Leaders of Iran's opposition movement have called for demonstrators to take to the streets as the Islamic republic marks its 31st anniversary.
Police, Revolutionary Guard troops and Basij militia have been deployed in force for the anniversary, which is marked annually with huge displays of support for the 1979 revolution.
A number of opposition figures were detained before the event on Thursday, police said.
Esmail Ahmadi-Moghaddam, Iran's national police chief, said that the Revolutionary Guard and Basij militia were ready for any incident.
"We are fully prepared for holding a safe and glorious rally," he told the semi-official Fars news agency.
"We are closely watching the activities of the sedition movement and several people who were preparing to disrupt the February 11 rallies were arrested."
Mahmoud Ahmadinejad, the Iranian president who was re-elected in a disputed poll last year, is set to address a mass rally in Tehran's central Azadi square.
"I have no doubt that Bahman 22 [February 11] of this year will make clear the right path and will cause the world to come to a major decision," Ahmadinejad said in televised speech ahead of the anniversary.
"And with the grace of God it [the rallies on this day] will create a greater victory and honour for the Iranian nation."
In previous years the event has attracted tens of thousands of Iranians celebrating the overthrow of the ruling Shah in a revolution led by Ayatollah Ruhollah Khomeini.

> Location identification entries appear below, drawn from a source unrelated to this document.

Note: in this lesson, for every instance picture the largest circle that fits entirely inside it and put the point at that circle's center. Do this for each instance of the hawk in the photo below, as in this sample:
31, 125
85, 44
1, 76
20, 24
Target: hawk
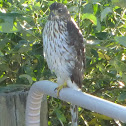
63, 47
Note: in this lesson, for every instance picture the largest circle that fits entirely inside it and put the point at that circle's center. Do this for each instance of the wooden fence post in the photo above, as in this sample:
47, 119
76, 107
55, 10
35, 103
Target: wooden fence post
12, 109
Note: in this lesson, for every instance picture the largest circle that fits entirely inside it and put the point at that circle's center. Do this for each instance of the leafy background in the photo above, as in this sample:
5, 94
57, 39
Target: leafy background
103, 24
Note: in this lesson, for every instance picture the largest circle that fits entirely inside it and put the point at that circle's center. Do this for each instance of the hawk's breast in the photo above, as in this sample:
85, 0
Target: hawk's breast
58, 52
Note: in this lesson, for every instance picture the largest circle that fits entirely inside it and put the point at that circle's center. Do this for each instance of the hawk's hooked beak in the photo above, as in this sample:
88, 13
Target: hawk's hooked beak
51, 15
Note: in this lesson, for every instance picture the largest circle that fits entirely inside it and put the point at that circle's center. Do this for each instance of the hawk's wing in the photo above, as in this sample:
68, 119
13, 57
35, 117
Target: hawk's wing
77, 41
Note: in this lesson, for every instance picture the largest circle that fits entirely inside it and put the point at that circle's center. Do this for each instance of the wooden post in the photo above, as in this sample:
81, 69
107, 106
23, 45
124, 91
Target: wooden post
12, 109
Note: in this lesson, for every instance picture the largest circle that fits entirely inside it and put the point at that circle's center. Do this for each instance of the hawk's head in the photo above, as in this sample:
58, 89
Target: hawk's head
58, 11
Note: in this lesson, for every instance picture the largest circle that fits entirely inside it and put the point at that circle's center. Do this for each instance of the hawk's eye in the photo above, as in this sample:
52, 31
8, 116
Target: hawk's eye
60, 10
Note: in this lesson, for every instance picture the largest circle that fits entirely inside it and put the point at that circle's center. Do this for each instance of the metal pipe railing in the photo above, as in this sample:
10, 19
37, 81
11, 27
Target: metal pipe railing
79, 98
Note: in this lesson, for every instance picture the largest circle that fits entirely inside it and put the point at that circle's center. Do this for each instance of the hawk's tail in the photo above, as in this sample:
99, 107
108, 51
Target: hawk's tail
74, 114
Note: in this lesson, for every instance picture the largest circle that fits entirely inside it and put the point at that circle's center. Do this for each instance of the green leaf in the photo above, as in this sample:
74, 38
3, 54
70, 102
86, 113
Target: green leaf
105, 12
121, 40
60, 115
28, 77
122, 97
91, 17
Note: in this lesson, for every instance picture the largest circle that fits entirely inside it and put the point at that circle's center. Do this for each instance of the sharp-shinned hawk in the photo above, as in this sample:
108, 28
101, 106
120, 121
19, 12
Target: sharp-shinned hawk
63, 46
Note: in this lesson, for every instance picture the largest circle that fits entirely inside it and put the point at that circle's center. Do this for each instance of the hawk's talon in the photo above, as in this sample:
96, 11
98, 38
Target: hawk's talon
59, 88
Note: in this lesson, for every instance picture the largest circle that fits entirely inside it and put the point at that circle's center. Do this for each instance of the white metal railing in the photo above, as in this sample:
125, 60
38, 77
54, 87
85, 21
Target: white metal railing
79, 98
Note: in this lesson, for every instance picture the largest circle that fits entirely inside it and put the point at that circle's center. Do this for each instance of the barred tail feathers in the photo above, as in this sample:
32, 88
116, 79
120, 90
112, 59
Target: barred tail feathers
74, 114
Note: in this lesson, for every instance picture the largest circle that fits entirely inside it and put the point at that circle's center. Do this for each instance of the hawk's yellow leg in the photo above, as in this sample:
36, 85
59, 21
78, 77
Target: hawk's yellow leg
61, 87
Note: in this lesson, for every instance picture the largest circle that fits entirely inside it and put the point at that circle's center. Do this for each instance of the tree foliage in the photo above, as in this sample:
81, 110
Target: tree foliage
103, 24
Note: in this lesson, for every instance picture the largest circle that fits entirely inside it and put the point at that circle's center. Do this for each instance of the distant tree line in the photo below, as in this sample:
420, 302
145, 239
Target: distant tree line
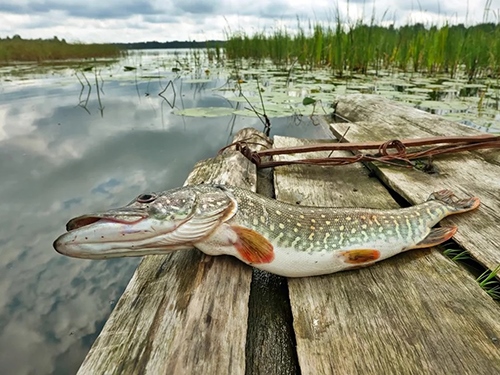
174, 44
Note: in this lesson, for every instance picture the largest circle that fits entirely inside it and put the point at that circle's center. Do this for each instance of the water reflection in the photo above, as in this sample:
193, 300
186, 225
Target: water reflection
59, 159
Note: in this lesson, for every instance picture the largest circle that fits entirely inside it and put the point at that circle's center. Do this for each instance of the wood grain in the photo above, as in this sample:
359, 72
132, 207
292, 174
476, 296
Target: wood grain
415, 313
467, 174
182, 313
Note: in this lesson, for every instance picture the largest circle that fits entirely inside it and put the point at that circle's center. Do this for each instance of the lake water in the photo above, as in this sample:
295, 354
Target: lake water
65, 151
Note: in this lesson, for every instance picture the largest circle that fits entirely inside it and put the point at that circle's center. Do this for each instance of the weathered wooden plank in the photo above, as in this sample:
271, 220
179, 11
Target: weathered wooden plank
471, 173
270, 336
415, 313
380, 110
183, 313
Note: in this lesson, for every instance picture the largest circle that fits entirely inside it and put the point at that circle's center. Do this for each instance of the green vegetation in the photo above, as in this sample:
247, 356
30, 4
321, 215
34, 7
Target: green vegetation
360, 47
18, 49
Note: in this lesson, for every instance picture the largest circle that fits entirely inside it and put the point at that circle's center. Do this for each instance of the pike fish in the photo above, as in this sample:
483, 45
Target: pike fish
285, 239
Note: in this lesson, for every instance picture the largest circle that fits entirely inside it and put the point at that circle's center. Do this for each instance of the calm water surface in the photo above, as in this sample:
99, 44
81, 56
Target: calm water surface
65, 151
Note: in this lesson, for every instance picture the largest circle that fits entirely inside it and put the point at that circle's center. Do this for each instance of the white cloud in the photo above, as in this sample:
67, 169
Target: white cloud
132, 21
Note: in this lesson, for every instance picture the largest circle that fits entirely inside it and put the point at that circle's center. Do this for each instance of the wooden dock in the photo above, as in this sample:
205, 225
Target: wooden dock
415, 313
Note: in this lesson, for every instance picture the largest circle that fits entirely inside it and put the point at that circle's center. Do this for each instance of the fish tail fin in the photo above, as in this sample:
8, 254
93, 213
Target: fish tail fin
455, 205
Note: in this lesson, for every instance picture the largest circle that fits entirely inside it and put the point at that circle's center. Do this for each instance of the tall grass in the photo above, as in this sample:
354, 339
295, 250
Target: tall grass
348, 47
18, 49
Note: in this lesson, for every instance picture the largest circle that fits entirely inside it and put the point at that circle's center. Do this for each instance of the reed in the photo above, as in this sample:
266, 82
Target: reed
18, 49
356, 47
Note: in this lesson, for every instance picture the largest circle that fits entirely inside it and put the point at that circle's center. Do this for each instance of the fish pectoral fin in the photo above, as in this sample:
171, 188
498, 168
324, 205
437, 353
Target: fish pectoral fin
360, 256
253, 247
436, 237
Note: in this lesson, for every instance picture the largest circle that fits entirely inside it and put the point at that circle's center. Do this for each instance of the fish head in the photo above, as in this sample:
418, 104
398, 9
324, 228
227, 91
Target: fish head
153, 223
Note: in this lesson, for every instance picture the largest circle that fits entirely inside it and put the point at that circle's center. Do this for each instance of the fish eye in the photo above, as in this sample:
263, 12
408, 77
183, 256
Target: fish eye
146, 198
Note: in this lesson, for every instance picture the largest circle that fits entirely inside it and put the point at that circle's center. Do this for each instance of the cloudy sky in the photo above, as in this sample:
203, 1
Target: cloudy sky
167, 20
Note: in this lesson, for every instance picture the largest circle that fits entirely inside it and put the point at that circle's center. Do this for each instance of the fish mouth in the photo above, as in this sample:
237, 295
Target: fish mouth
86, 220
108, 235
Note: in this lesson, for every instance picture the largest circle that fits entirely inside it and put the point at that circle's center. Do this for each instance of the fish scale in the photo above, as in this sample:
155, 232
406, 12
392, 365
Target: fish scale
318, 229
281, 238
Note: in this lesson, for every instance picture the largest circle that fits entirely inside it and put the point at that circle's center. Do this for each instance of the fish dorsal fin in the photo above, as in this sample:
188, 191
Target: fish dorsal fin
436, 236
253, 247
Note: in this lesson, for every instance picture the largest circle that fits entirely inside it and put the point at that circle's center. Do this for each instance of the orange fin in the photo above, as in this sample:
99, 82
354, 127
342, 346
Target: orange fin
252, 246
360, 256
436, 236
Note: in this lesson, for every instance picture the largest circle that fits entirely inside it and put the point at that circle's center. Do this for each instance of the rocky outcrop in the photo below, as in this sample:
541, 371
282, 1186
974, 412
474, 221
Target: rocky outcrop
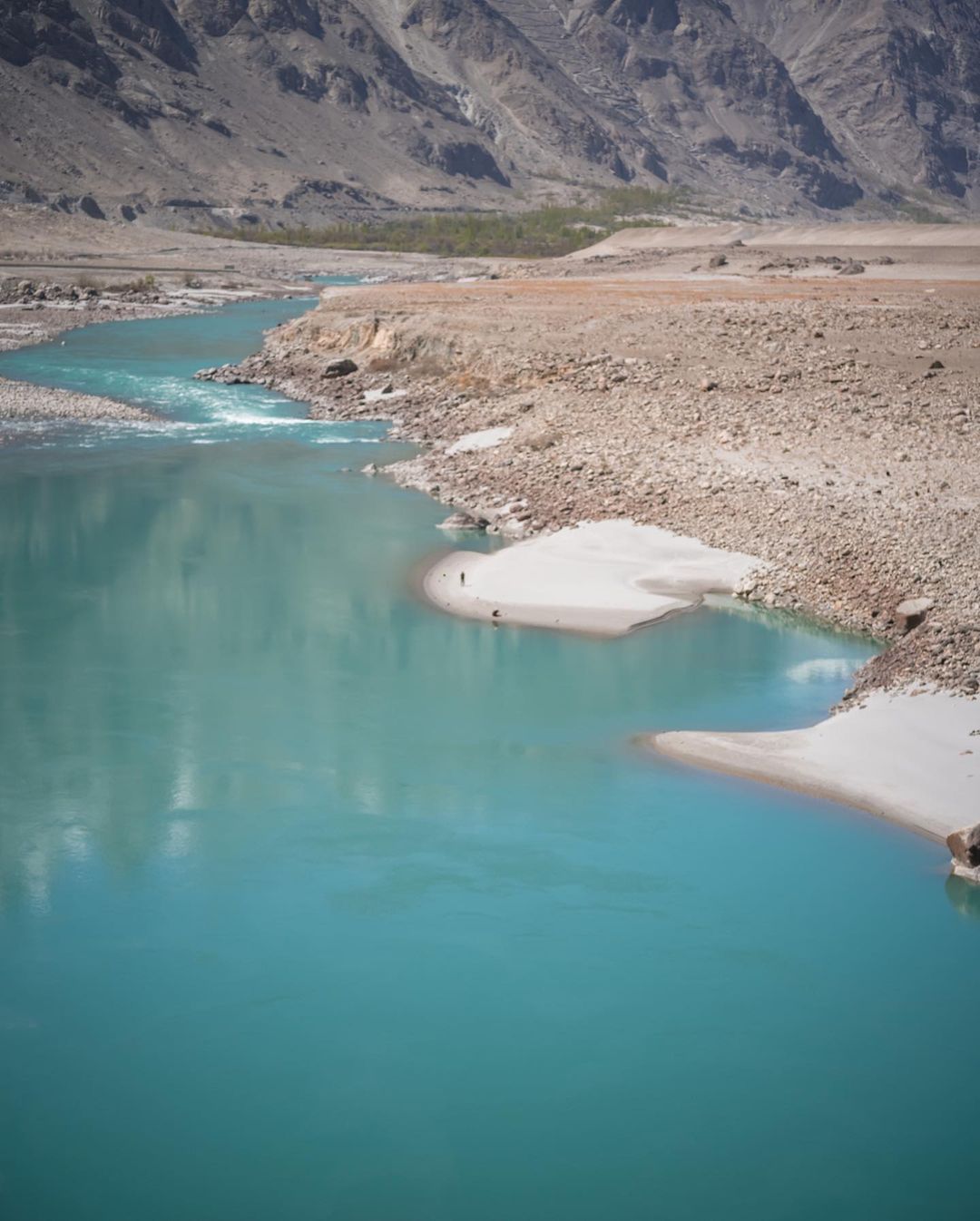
965, 847
782, 108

Ahmadinejad made no remarks about possible protests on the anniversary or the previous unrest in the country.
Opposition websites have, in recent days, encouraged supporters of the so-called Green Movement, which has staged a series of protests since the disputed election, to attend the rally as well, saying that the day belongs to all Iranians.
Ali Akbar Hashemi Rafsanjani, the head of Iran's Expediency Council, touched on the tense political situation in an interview with state broadcaster IRIB.

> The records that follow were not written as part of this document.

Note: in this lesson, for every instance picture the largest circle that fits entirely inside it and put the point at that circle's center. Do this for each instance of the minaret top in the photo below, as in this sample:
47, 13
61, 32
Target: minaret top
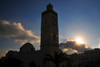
49, 6
49, 10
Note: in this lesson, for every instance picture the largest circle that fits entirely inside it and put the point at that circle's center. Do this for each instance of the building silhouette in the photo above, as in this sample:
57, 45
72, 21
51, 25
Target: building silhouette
49, 44
49, 41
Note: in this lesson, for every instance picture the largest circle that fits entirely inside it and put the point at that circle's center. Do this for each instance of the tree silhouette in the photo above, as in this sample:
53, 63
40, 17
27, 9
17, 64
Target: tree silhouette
32, 64
57, 59
13, 62
2, 63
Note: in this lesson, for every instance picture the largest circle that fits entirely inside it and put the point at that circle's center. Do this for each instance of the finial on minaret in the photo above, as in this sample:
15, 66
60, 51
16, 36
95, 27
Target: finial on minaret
28, 41
49, 6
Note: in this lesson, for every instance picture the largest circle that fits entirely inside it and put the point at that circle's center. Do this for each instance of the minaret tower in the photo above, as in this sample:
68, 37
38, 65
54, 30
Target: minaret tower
49, 28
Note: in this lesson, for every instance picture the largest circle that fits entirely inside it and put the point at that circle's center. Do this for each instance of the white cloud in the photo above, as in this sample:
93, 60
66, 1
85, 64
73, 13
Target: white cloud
73, 46
16, 32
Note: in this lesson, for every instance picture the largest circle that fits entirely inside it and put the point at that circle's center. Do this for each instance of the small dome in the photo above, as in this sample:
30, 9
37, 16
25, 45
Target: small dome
27, 47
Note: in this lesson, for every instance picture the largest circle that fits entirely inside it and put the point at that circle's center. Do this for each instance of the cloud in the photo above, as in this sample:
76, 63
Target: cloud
73, 46
16, 32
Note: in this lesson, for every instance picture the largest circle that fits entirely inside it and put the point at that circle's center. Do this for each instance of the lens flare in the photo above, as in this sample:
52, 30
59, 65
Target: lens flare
79, 40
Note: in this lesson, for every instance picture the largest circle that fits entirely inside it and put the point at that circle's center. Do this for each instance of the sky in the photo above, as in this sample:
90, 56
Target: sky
20, 22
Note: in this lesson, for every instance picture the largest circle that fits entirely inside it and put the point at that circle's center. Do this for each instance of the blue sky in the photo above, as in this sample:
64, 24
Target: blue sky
76, 19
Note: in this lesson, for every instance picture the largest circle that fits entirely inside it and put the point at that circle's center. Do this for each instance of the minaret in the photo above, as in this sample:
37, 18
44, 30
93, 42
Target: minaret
49, 27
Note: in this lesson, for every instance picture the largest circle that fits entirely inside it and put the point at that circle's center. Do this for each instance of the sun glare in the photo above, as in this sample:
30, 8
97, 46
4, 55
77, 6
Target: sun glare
79, 40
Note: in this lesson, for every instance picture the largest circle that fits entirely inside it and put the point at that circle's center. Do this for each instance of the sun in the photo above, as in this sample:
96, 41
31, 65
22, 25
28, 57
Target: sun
79, 40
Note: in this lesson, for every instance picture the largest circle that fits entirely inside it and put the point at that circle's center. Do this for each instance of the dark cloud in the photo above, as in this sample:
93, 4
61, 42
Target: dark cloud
73, 45
16, 32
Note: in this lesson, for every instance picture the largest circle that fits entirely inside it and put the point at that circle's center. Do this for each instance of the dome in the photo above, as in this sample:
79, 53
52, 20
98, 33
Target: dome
27, 47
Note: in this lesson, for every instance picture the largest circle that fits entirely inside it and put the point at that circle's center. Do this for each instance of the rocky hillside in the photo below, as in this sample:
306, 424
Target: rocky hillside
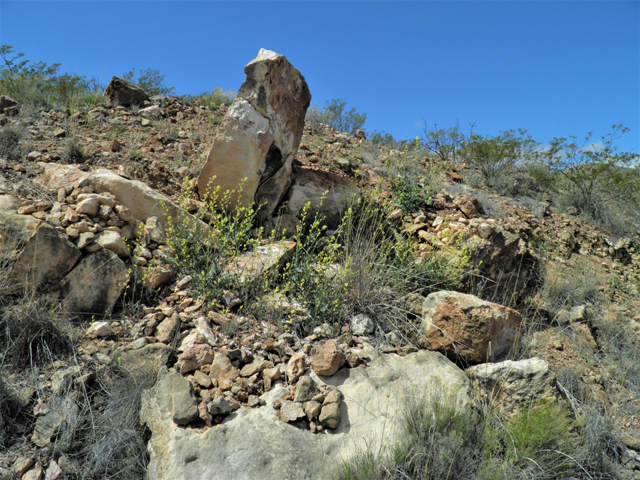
152, 325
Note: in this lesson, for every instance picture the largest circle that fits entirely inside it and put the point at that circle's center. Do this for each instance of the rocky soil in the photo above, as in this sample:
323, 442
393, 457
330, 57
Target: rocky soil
80, 204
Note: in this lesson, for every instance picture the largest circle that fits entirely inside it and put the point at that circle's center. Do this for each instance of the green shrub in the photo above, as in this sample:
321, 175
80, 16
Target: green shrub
151, 81
444, 143
73, 152
596, 178
214, 99
204, 245
410, 196
499, 158
335, 116
42, 85
438, 442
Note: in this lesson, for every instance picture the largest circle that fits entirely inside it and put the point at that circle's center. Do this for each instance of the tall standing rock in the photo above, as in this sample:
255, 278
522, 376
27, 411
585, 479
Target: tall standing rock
123, 92
259, 136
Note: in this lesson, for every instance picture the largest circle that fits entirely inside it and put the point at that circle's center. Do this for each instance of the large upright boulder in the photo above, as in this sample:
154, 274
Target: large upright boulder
124, 93
327, 195
45, 259
259, 136
466, 327
256, 444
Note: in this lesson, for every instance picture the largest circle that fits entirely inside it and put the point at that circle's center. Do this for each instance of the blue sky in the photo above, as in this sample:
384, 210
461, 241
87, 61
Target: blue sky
557, 68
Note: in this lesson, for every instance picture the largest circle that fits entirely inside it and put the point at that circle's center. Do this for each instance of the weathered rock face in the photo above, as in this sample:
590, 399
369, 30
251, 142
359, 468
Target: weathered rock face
143, 201
504, 258
328, 194
124, 93
47, 256
520, 383
259, 136
254, 443
93, 287
464, 326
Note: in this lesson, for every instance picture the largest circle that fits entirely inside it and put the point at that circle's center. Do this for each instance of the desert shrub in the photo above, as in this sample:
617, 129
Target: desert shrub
444, 143
335, 116
499, 158
204, 245
437, 442
410, 196
364, 268
42, 85
596, 178
150, 80
111, 441
214, 99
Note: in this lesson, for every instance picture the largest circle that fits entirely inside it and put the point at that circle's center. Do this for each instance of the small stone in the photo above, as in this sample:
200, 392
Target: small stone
291, 411
305, 389
219, 406
330, 415
99, 329
312, 409
328, 359
88, 206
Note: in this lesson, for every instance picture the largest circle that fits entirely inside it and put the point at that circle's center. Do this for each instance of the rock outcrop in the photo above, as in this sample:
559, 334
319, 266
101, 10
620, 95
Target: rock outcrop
466, 327
259, 137
255, 443
327, 194
124, 93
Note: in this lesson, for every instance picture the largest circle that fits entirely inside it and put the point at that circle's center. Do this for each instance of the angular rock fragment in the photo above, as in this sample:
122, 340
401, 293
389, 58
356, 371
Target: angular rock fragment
259, 136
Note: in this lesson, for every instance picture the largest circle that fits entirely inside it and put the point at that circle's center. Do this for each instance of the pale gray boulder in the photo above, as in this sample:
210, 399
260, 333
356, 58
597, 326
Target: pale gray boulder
255, 443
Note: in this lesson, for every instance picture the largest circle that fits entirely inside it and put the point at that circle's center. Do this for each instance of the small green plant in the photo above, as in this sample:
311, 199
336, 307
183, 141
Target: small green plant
409, 195
204, 245
499, 158
596, 178
150, 80
73, 152
444, 143
335, 116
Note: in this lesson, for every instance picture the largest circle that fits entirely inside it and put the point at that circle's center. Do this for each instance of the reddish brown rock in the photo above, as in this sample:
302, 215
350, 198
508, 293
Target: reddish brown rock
259, 137
464, 326
328, 359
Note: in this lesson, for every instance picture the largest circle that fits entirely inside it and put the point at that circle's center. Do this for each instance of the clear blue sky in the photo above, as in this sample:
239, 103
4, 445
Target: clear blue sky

"I feel we have to participate while maintaining the collective spirit as well as our identity and leave an impression"
Mir Hossein Mousavi,
"This year is more sensitive that previous years. First because of the internal disputes which enemies have focused on," the former president and bitter rival of Ahmadinejad said.
The opposition has used previous state-backed events, such as the annual al-Quds Day in September, to denounce Ahmadinejad and his government.
Scores of people have been killed in clashes between security forces and the protesters over the past eight months and hundreds of people have been arrested.
The demonstrations were sparked by accusations by Mir Hussein Mousavi and Mehdi Karroubi, two defeated reformist candidates in the presidential election, of fraud and vote-rigging in the preisidential election.
"I feel we have to participate [in the anniversary] while maintaining the collective spirit as well as our identity and leave an impression," Mousavi said on Monday.
"Anger and bitterness should not take our control away."
Karroubi said: "Let us all together take part in the anniversary rally calmly and firmly ... with patience and without verbal and physical violence."
Internet connections reportedly slowed to a crawl before the anniversary and text messaging services were disrupted, with the government blaming technical glitches.
The opposition has previously used the internet and SMS messaging to organise protests and spread news and pictures of events.
The anniversary takes place with Iran under pressure from the United States over its decision to further enrich some of its uranium stockpile, which Tehran says is for use in a medical research reactor.
The US treasury announced sanctionsagainst a Revolutionary Guard commander and four companies on Wednesday over Iran's nuclear programme, which Washington says is a cover for a weapons programme.